Whiskey jack, the bird, and high muck
Jeffrey Kopp
jeffkopp at ATTBI.COM
Thu Jul 11 04:04:52 UTC 2002
On Thu, 11 Jul 2002 09:14:49 +1000, Colin Bruce <cbruce at SMARTLINE.COM.AU> wrote:
>Does your aunt's recognition of chinook terms mean that chinook had
>migrated to Aberdeen or that Lallans had migrated to Chinook Illahie?
Well, that's kind of out of my area of expertise, as I am still struggling to learn pre-contact history. (Well, I'm still struggling to really learn our pioneer history, too.)

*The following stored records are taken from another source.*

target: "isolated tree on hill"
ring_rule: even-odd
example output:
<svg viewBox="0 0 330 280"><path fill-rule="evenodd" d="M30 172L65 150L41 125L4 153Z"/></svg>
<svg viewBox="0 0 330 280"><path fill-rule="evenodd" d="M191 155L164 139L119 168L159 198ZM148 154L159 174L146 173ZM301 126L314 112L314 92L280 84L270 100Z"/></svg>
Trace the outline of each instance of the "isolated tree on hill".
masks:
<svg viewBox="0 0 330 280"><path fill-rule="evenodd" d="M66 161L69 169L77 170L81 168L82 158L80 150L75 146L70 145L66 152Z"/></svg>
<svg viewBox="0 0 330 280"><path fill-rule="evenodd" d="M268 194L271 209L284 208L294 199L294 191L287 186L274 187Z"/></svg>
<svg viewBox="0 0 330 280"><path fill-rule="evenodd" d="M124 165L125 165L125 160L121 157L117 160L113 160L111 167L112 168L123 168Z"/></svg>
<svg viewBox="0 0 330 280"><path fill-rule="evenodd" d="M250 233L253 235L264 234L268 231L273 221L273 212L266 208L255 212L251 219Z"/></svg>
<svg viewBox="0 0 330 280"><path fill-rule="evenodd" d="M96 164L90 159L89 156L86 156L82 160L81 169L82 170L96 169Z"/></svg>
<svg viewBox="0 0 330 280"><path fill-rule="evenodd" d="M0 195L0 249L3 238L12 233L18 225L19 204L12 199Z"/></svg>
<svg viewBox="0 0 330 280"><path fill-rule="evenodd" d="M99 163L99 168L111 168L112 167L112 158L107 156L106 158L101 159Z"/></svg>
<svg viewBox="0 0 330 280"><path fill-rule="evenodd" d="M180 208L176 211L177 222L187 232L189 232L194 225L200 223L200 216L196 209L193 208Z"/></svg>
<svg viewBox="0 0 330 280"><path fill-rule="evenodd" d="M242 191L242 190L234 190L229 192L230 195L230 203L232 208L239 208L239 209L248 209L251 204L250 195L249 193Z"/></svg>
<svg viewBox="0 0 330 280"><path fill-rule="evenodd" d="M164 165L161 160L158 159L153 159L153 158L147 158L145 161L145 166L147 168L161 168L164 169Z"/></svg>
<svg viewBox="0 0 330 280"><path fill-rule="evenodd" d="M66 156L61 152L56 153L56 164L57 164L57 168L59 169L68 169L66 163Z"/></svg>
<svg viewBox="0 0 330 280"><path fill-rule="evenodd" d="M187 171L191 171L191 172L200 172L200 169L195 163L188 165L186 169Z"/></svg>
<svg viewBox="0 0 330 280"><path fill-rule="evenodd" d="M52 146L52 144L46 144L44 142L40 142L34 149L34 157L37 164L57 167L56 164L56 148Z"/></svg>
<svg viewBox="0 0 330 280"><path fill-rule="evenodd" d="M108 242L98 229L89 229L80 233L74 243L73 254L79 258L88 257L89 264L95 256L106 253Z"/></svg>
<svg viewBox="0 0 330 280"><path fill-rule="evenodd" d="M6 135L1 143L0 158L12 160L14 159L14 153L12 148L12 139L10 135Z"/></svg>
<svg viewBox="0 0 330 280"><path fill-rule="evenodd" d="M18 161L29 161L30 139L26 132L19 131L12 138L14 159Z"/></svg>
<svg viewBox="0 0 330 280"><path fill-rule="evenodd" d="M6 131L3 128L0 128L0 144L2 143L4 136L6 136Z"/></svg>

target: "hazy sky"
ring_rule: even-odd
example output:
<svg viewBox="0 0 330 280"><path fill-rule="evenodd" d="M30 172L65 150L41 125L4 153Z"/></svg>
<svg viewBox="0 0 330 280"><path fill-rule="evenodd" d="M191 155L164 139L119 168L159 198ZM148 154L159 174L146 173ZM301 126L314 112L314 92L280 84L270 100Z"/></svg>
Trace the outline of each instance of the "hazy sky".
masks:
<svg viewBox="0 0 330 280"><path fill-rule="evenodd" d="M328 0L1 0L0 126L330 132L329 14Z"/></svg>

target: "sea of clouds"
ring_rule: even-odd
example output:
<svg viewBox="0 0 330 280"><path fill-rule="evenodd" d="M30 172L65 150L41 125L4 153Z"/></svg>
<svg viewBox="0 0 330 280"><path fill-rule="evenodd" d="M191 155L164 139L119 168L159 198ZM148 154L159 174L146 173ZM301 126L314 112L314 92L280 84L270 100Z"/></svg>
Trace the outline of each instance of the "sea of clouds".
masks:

However, the persistence of the Jargon in the vernacular in Aberdeen in the 1930s is probably explained by its relative isolation and its population of lumberjacks, millworkers, and fishermen, and of course there was still a visible Native community there then. Mom says in those days it seemed more connected internationally (it was a seaport and merchant sailor's town) than to the country eastward.
People younger than I am (and I'm not yet quite middle-aged) forget how far removed Portland was from the rest of the country (I still call it "the edge of the planet") until direct-dial long-distance and nonstop jet service to the east came here in the 1960s. While it was a mercantile/trading center with some significant manufacturing, its contact with the continent was a month-to-month, week-to-week thing, instead of the day-to-day, minute-to-minute connection we have now. (Also, Oregon's population has grown, largely by intracontinental migration, from 2 to 4 million since 1965.)
I haven't visited Aberdeen, but my relatives do annually, and find it appears little unchanged by the last sixty years.